I had sent home in 1850 a short paper on the Umbrella Bird, then almost unknown to British ornithologists, and it was printed in the Zoological Society's Proceedings for that year. The bird is in size and general appearance like a short-legged crow, being black with metallic blue tints on the outer margins of the feathers. Its special peculiarity is its wonderful crest. This is formed of a quantity of slender straight feathers, which grow on the contractile skin of the top of the head. The shafts of these feathers are white, with a tufted plume at the end, which is glossy blue and almost hair-like. When the bird is flying or feeding the crest is laid back, forming a compact white mass sloping a little upward, with the terminal plumes forming a tuft behind; but when at rest the bird expands the crest, which then forms an elongated dome of a fine, glossy, deep blue colour, extending beyond the beak, and thus completely masking the head. This dome is about five inches long by four or four and a half inches wide. Another almost equally remarkable feature is a long cylindrical plume of feathers depending from the lower part of the neck.

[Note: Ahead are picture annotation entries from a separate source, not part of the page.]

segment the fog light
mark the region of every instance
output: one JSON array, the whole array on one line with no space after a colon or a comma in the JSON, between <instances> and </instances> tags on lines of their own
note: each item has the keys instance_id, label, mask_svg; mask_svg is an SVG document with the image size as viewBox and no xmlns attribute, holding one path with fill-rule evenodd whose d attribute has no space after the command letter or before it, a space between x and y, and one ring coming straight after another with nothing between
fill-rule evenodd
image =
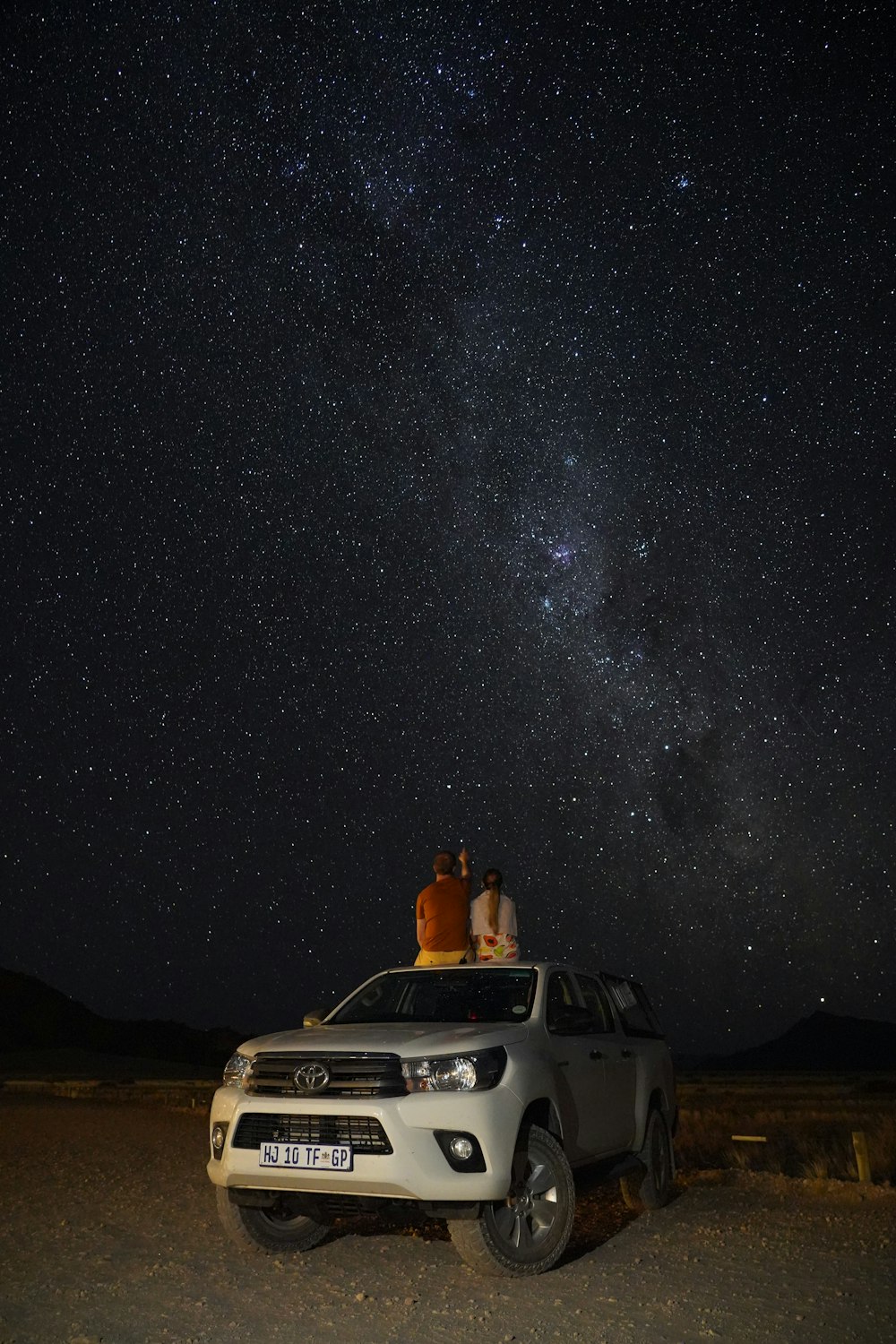
<instances>
[{"instance_id":1,"label":"fog light","mask_svg":"<svg viewBox=\"0 0 896 1344\"><path fill-rule=\"evenodd\" d=\"M449 1144L449 1150L451 1157L455 1157L458 1163L469 1163L473 1156L473 1144L463 1134L455 1134Z\"/></svg>"}]
</instances>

These feathers grow on a fleshy tube as

thick as a goose-quill, and about an inch and a half long. They are large and overlap each other, with margins of a fine metallic blue. The whole skin of the neck is very loose and extensible, and when the crest is expanded the neck is inflated, and the cylindrical neck-ornament hangs down in front of it. The effect of these two strange appendages when the bird is at rest and the head turned backwards must be to form an irregular ovate black mass with neither legs, beak, nor eyes visible, so as to be quite unlike any living thing. It may thus be a protection against arboreal carnivora, owls, etc. It is, undoubtedly, one of the most extraordinary of birds, and is an extreme form of the great family of Chatterers, which are peculiar to tropical America. Strange to say, it is rather nearly allied to the curious white bell-bird, so different in colour, but also possessing a fleshy erectile appendage from the base of the upper mandible. The umbrella bird inhabits the lofty forests of the islands of the lower Rio Negro, and some portions of the flooded forests of the Upper Amazon.

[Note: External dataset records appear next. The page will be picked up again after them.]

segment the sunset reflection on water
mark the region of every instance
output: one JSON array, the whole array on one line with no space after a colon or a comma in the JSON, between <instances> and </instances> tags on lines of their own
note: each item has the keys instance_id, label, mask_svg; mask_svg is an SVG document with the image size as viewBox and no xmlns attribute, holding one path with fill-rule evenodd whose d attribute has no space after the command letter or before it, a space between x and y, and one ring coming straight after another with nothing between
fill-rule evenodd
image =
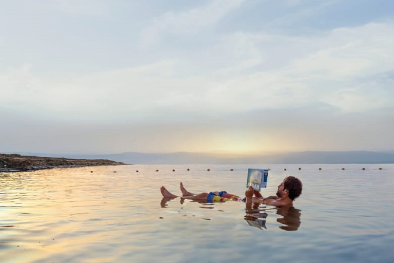
<instances>
[{"instance_id":1,"label":"sunset reflection on water","mask_svg":"<svg viewBox=\"0 0 394 263\"><path fill-rule=\"evenodd\" d=\"M262 257L345 262L349 255L359 262L373 255L386 262L394 241L394 205L371 200L377 193L394 197L394 167L372 165L366 171L361 168L365 165L345 171L334 165L304 165L302 171L299 165L287 165L287 171L270 165L263 195L274 194L287 175L303 181L303 194L287 210L163 200L159 191L165 185L180 194L182 181L193 192L226 190L242 196L248 165L211 165L209 171L203 165L161 165L4 173L0 262L235 262Z\"/></svg>"}]
</instances>

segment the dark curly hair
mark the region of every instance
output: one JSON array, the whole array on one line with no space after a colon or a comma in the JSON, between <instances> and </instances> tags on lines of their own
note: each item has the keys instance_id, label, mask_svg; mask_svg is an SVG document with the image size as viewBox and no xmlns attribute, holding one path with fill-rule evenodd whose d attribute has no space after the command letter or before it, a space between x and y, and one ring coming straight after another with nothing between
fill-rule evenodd
<instances>
[{"instance_id":1,"label":"dark curly hair","mask_svg":"<svg viewBox=\"0 0 394 263\"><path fill-rule=\"evenodd\" d=\"M294 200L302 193L302 183L294 176L288 176L283 180L283 189L289 191L289 198Z\"/></svg>"}]
</instances>

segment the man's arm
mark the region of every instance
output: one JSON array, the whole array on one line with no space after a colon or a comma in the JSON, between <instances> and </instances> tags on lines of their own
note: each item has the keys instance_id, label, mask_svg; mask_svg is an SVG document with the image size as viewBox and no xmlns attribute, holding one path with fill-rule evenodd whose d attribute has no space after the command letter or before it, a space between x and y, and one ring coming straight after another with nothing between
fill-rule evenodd
<instances>
[{"instance_id":1,"label":"man's arm","mask_svg":"<svg viewBox=\"0 0 394 263\"><path fill-rule=\"evenodd\" d=\"M253 194L256 196L255 197L253 197ZM246 203L248 205L251 205L252 203L255 204L262 203L271 205L275 205L279 204L278 200L279 199L279 197L278 196L271 196L264 198L261 194L254 191L252 186L249 186L246 191L245 191L245 196L246 197Z\"/></svg>"}]
</instances>

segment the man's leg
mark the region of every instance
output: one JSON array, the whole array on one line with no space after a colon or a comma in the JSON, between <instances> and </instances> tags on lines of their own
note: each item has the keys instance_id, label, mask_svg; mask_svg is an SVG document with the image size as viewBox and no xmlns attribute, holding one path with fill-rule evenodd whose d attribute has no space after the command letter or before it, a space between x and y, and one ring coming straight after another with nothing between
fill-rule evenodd
<instances>
[{"instance_id":1,"label":"man's leg","mask_svg":"<svg viewBox=\"0 0 394 263\"><path fill-rule=\"evenodd\" d=\"M186 190L186 189L184 187L183 183L182 183L182 182L181 182L181 183L180 184L180 187L181 187L181 192L182 192L182 196L185 197L185 196L191 196L193 195L195 195L194 194L190 193L190 192Z\"/></svg>"},{"instance_id":2,"label":"man's leg","mask_svg":"<svg viewBox=\"0 0 394 263\"><path fill-rule=\"evenodd\" d=\"M160 192L162 193L162 195L163 195L163 197L169 197L170 198L175 198L175 197L178 197L177 196L170 193L169 191L166 189L166 187L164 186L162 186L160 187Z\"/></svg>"},{"instance_id":3,"label":"man's leg","mask_svg":"<svg viewBox=\"0 0 394 263\"><path fill-rule=\"evenodd\" d=\"M162 195L163 195L163 197L170 197L174 198L178 197L178 196L170 193L170 192L167 190L164 186L162 186L160 187L160 192L162 193ZM184 196L183 198L190 200L206 200L207 197L208 197L208 193L201 193L201 194L198 194L196 195Z\"/></svg>"}]
</instances>

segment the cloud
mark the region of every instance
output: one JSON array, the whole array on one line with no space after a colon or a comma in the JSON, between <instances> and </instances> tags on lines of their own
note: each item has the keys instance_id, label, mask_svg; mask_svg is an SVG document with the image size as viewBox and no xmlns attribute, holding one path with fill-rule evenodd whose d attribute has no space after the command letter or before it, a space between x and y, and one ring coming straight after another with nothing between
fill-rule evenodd
<instances>
[{"instance_id":1,"label":"cloud","mask_svg":"<svg viewBox=\"0 0 394 263\"><path fill-rule=\"evenodd\" d=\"M153 45L165 34L192 35L207 29L239 7L245 0L213 0L205 6L165 13L141 31L143 45Z\"/></svg>"},{"instance_id":2,"label":"cloud","mask_svg":"<svg viewBox=\"0 0 394 263\"><path fill-rule=\"evenodd\" d=\"M161 16L156 26L171 31L179 24L172 32L188 34L185 25L213 24L242 1L224 3ZM208 47L94 73L38 75L26 63L0 73L0 103L64 118L145 121L162 112L176 119L319 104L344 112L384 108L394 98L393 35L391 21L308 36L235 31Z\"/></svg>"},{"instance_id":3,"label":"cloud","mask_svg":"<svg viewBox=\"0 0 394 263\"><path fill-rule=\"evenodd\" d=\"M101 16L106 13L104 0L56 0L61 10L75 15Z\"/></svg>"}]
</instances>

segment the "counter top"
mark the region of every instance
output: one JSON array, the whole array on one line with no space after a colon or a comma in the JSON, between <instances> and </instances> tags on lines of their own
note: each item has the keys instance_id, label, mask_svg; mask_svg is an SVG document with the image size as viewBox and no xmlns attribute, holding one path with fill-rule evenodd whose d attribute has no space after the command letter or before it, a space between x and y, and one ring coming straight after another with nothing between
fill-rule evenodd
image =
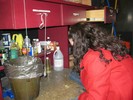
<instances>
[{"instance_id":1,"label":"counter top","mask_svg":"<svg viewBox=\"0 0 133 100\"><path fill-rule=\"evenodd\" d=\"M69 79L70 69L52 71L40 81L36 100L74 100L82 91L80 85Z\"/></svg>"}]
</instances>

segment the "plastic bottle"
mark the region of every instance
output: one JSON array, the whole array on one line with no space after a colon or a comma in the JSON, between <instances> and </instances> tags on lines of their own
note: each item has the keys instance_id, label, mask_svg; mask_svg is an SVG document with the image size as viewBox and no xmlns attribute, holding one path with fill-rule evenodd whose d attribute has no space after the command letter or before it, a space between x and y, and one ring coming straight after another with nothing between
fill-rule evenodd
<instances>
[{"instance_id":1,"label":"plastic bottle","mask_svg":"<svg viewBox=\"0 0 133 100\"><path fill-rule=\"evenodd\" d=\"M53 61L54 61L54 70L62 71L64 68L64 57L59 46L56 47L56 50L53 54Z\"/></svg>"},{"instance_id":2,"label":"plastic bottle","mask_svg":"<svg viewBox=\"0 0 133 100\"><path fill-rule=\"evenodd\" d=\"M17 43L12 40L11 47L10 47L10 59L16 59L19 55L19 47Z\"/></svg>"}]
</instances>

About the time when I was collecting these birds (January, 1850) a new species (Cephalopterus glabricollis) was brought home by M. Warzewickz from Central America, where a single specimen was obtained on the mountains of Chiriqué at an elevation of eight thousand feet. This is a similar bird, and has a crest of the same form but somewhat less developed; but the main distinction is that a large patch on the neck is of bare red skin, from the lower part of which hangs the fleshy tube, also red and bare, with only a few feathers, forming a small tuft at its extremity. This species is figured in the "Proceedings of the Zoological Society for 1850" (p. 92), and will serve to explain my description of the larger species in the same volume (p. 206). Nine years later a third species was discovered in the eastern Andes of Ecuador, which more resembles the original species, but has the feathered dewlap so greatly developed as to be nearly as long as the whole bird. This is figured in The Ibis (1859, Pl. III.). The white species which I was told inhabited the Uaupés river has not been found, and may probably have been confounded by my informants with the white bell-bird.